When you’re ready to cut your noodles, pat the ball of dough down, then roll out flat to about 1/8th” inch. Make sure to use more flour when you are rolling, flour your rolling-pin and counter or cutting board. You don’t want any sticky spots, so as you are rolling out the dough, just sprinkle a little more flour on any you get. My aunt would roll a bit then flip on more flour and roll more. Once the dough is rolled out flat, I start by cutting single ¼” strips off the odd-shaped ends, then I cut the noodles about 2” long. Once I get the dough squared up a bit, then I cut long strips about 2” wide. Then I stack the dough so that I can cut the noodles faster. After fluffing them around on the counter with more flour and separating them so they don’t stick together, I let them sit for a couple of minutes until I’m ready to add them to the soup.
On your first try of doing this, I would suggest laying the noodles somewhere to dry and then starting your soup, because I kind of do it in the middle of making soup which can be tricky in the beginning. If you’re like me and you don’t have a ton of counter space to leave the noodles out on, then you can lay the floury noodles on sheets of wax or parchment paper. Sometimes I put them in layers separated by parchment in a baking dish so that I can just set them aside out-of-the-way.

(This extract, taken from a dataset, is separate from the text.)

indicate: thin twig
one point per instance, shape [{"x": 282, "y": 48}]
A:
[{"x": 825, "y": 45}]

When you’re ready to add them to the soup, pick up a little handful, bounce them in your hand to remove a little loose flour, throw them in the boiling soup pot, then give it a stir. Noodles can make the pot kind of bubble up, so keep an eye on it. After the stir, repeat the process with bigger handfuls of noodles until they’re all in. I let them boil for about 10-15 minutes, then I turn the heat down and let them simmer for another 10 minutes while I add more stuff to the soup. Then I bring it back up to boil, then turn down to simmer for about 20 more minutes. After that, Soups On!